Hit FM is a pop music radio station in Taiwan. It broadcasts in Taipei, Taichung, and Kaohsiung.  Hit FM is owned by Voice of Taipei Broadcasting (台北之音廣播, Pinyin: Táiběi Zhī Yīn Guǎngbō). It is one of the radio stations under Hitoradio.com. Hit FM is the highest-rated Top Ten radio station in Taiwan.

Features

Fresh Release
The show, "Fresh Release" broadcast pop music. Hit Fm is one of the Chinese radio stations that broadcasts songs.  Their competitor, Kaohsiung-based KISS Radio Taiwan, also broadcasts Mandopop as well as English top 40 songs.

Hit DJ
Each Weekend, two artists (group) introduce music on air.
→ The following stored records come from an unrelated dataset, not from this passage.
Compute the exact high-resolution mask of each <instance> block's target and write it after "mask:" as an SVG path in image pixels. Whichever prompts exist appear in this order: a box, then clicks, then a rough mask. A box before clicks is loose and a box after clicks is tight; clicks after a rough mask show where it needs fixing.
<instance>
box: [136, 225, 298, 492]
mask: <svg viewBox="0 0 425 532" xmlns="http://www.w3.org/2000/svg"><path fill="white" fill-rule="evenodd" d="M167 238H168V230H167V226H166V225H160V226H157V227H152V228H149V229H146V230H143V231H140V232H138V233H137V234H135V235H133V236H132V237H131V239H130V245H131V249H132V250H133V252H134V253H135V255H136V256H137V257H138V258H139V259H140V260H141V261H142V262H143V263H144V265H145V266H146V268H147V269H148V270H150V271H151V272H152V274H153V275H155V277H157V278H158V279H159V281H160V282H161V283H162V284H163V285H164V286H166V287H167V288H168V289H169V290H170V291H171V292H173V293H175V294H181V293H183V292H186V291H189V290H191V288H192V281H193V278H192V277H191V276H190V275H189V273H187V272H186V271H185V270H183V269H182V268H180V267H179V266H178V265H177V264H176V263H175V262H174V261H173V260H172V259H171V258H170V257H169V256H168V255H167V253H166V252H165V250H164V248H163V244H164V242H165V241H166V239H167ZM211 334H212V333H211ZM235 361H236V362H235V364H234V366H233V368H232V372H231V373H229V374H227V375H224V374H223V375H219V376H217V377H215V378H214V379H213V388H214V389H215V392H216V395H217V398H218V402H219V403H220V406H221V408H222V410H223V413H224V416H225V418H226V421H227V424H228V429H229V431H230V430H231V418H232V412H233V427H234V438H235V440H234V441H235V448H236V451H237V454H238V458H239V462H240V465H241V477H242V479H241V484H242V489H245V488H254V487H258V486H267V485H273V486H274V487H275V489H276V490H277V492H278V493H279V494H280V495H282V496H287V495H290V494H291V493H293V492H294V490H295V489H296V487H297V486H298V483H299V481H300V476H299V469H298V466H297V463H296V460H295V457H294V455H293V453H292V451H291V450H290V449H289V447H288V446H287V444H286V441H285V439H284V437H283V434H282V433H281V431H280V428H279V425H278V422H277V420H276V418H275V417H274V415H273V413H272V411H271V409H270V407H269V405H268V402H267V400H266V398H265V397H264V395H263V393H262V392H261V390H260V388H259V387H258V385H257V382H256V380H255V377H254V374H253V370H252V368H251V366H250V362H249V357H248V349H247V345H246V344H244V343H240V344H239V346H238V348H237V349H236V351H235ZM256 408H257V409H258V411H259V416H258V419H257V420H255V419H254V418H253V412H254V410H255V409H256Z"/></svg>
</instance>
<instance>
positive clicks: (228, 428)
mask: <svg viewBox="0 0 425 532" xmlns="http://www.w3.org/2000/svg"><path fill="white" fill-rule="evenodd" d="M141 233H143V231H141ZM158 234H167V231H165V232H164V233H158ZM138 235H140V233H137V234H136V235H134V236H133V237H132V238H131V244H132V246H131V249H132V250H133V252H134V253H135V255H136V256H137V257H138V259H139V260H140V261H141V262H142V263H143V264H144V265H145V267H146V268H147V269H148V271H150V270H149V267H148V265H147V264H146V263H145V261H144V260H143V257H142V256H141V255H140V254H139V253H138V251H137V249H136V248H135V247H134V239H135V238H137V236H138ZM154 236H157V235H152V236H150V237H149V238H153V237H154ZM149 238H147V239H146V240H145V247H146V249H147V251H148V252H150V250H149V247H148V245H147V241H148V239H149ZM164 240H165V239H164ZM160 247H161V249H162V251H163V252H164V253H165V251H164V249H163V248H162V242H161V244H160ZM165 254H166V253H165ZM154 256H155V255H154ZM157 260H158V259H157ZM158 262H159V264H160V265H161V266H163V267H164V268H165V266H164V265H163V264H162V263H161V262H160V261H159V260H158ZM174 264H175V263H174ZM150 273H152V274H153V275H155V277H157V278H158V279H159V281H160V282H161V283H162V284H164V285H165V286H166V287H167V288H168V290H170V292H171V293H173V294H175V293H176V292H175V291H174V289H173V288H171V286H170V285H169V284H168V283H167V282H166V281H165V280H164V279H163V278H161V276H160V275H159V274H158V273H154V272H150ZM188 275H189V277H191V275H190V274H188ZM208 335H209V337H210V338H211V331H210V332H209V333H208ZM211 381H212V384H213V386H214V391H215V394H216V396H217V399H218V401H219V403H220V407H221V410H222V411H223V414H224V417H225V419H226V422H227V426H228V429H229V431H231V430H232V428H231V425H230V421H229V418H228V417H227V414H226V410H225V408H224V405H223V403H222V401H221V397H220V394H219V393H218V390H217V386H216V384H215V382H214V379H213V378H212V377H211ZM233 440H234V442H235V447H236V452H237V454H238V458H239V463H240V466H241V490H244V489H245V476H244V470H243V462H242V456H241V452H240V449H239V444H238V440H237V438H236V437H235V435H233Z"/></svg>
Many Taiwanese/Mandarin Pop Music Artists, such as Jay Chou, Show Lo, A-Mei, Jolin Tsai, S.H.E, Leehom Wang, Stefanie Sun, F.I.R., etc., have done their time as DJs.

Hit FM No.1
Every day, Hit FM introduces the No. 1 song from different music charts throughout the world.
 Monday: U.S. Billboard Hot 100
 Tuesday: Hito Chinese Pop Charts (Hito 中文排行榜 Pinyin: zhōng wén pái háng bǎng)
 Wednesday: UK Singles Chart
 Thursday: Japan Oricon Charts (オリコン)
 Friday: Global Chinese Board (全球華語排行榜 Pinyin: quán qiú huá yǔ pái háng bǎng)

Hit of the Century
Every day, Hit FM retrospects significant pop music from different era after 1980s. This show broadcasts at 7:15, 11:15, 15:15, 19:15, 00:15. But now this feature has been abolished.

Annual Charts 
Hit Fm Annual Top 100 Singles Chart (Hit-Fm年度百首單曲) is a yearly compilation chart since 1998, by Hit Fm of the top 100 singles by online poll, weekly charts, and sales volume (G-Music Charts).